Lord Dungory was the kind of man that is often seen with the Mrs. Barton type of woman. An elderly beau verging on the sixties, who, like Mrs. Barton, suggested a period. His period was very early Victorian, but he no longer wore a silk hat in the country. A high silk hat in Galway would have called attention to his age, so the difficulty of costume was ingeniously compromised by a tall felt, a cross between a pot and a chimney-pot. For collars, a balance had been struck between the jaw-scrapers of old time and the nearest modern equivalent; and in the tying of the large cravat there was a reminiscence, but nothing more, of the past generation.
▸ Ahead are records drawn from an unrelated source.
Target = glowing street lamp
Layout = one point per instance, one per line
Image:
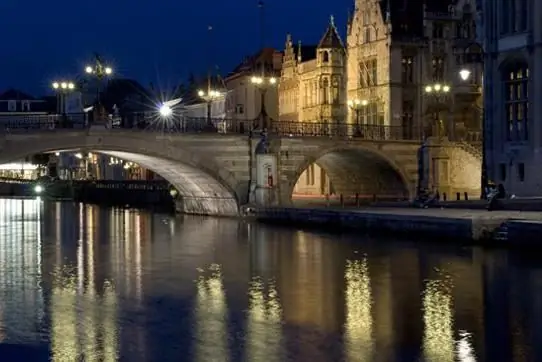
(437, 90)
(62, 88)
(464, 74)
(209, 96)
(356, 105)
(165, 111)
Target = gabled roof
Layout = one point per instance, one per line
(15, 95)
(331, 38)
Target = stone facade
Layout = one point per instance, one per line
(512, 36)
(312, 81)
(397, 48)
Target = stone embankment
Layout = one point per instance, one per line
(453, 224)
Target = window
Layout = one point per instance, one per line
(367, 36)
(513, 16)
(521, 172)
(12, 106)
(502, 171)
(368, 73)
(516, 87)
(407, 75)
(325, 91)
(438, 31)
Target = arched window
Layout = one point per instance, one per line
(516, 93)
(325, 91)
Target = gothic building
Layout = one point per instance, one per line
(512, 39)
(312, 82)
(397, 49)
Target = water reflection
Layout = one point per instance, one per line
(438, 341)
(210, 316)
(359, 319)
(264, 326)
(83, 323)
(110, 284)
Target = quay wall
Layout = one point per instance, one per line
(426, 223)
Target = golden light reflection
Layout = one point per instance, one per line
(438, 340)
(359, 341)
(264, 330)
(210, 316)
(84, 324)
(465, 351)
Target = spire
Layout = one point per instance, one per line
(331, 38)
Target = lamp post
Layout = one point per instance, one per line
(465, 75)
(100, 70)
(356, 105)
(62, 88)
(209, 96)
(438, 91)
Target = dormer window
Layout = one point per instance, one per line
(12, 106)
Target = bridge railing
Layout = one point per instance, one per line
(152, 122)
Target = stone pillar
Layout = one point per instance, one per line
(265, 193)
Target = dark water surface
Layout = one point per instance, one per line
(83, 283)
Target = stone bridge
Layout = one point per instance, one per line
(213, 172)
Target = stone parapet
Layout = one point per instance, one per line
(455, 225)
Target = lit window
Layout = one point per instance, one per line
(516, 85)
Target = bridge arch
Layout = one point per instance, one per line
(356, 169)
(204, 187)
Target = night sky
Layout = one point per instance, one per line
(152, 41)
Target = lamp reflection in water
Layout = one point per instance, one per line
(84, 320)
(264, 330)
(359, 319)
(438, 341)
(210, 316)
(21, 294)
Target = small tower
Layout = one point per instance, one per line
(331, 64)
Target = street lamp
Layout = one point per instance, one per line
(100, 70)
(209, 96)
(356, 105)
(438, 91)
(263, 83)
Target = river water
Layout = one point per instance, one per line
(84, 283)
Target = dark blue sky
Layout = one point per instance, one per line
(151, 41)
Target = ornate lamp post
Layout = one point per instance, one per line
(100, 70)
(209, 96)
(357, 105)
(437, 91)
(62, 88)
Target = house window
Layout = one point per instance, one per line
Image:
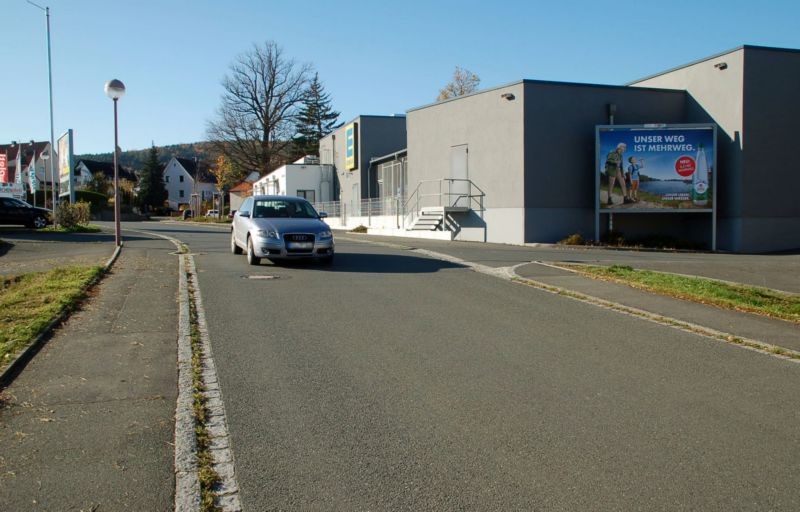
(307, 195)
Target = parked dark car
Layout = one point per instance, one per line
(14, 211)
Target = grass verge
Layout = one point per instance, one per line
(205, 461)
(752, 299)
(29, 302)
(90, 228)
(210, 220)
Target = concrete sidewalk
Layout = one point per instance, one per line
(88, 424)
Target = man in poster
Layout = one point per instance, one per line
(614, 172)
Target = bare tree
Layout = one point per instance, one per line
(464, 82)
(256, 119)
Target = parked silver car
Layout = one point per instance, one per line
(280, 227)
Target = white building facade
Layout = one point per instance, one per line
(181, 185)
(305, 178)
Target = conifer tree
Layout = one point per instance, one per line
(316, 118)
(152, 192)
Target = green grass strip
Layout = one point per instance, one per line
(90, 228)
(29, 302)
(752, 299)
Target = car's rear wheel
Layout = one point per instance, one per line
(235, 249)
(252, 259)
(327, 260)
(39, 222)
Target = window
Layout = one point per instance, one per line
(287, 208)
(307, 195)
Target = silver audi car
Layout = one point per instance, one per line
(280, 227)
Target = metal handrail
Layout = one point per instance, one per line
(412, 206)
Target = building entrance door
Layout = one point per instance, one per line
(459, 171)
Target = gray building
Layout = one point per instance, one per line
(528, 151)
(517, 163)
(753, 94)
(371, 137)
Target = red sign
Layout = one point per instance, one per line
(3, 168)
(685, 166)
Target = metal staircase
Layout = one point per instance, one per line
(432, 205)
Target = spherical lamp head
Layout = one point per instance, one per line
(115, 89)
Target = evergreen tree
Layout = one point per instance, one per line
(316, 118)
(152, 192)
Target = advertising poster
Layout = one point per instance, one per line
(65, 170)
(351, 146)
(664, 168)
(3, 168)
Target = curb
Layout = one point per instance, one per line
(24, 357)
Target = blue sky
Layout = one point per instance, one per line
(373, 57)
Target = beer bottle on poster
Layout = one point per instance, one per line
(700, 179)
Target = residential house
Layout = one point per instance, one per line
(184, 179)
(305, 178)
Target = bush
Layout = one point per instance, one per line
(96, 201)
(71, 215)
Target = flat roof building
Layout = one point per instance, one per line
(522, 158)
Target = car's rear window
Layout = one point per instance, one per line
(277, 208)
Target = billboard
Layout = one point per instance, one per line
(3, 168)
(351, 146)
(66, 173)
(656, 168)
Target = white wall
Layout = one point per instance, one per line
(288, 179)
He had modelled himself, consciously or unconsciously, on Lord Palmerston, and in the course of conversation one gathered that he was on terms of intimacy with the chiefs of the Liberal party, such as Lord Granville and Lord Hartington, and if the listener was credited with any erudition, allusion was made to the most celebrated artists and authors, and to their works. There was a celebrated Boucher in Dungory Castle, which Milord, it was hinted, had bought for some very small sum many years ago on the Continent; there was also a cabinet by Buhl and a statue supposed to be a Jean Gougon, and the proofs of their authenticity were sometimes spoken of after a set dinner-party. His speech was urbane, and, on all questions of taste, Lord Dungory's opinion was eagerly sought for. He gave a tone to the ideas put forward in the surrounding country houses, and it was through him that Mr. Barton held the title of a genius born out of due time. If Arthur, he said, had lived two centuries ago, when the gift of imagination was considered indispensable in the artist, he would have achieved high distinction. His subjects—The Bridal of Triermain and Julius Caesar overturning the Altars of the Druids—would have been envied, perhaps stolen, by the Venetian painters. And this tribute to Arthur's genius, so generously expressed, enabled him to maintain the amenities of his life at Brookfield. He never forgot to knock at Arthur's studio-door, and the moment his eyes fell on a new composition, he spoke of it with respect; and he never failed to allude to it at lunch. He lunched at Brookfield every day. At half-past one his carriage was at the door. In the afternoons he went out to drive with Mrs. Barton or sat in the drawing-room with her. Four times in the week he remained to dinner, and did not return home until close on midnight.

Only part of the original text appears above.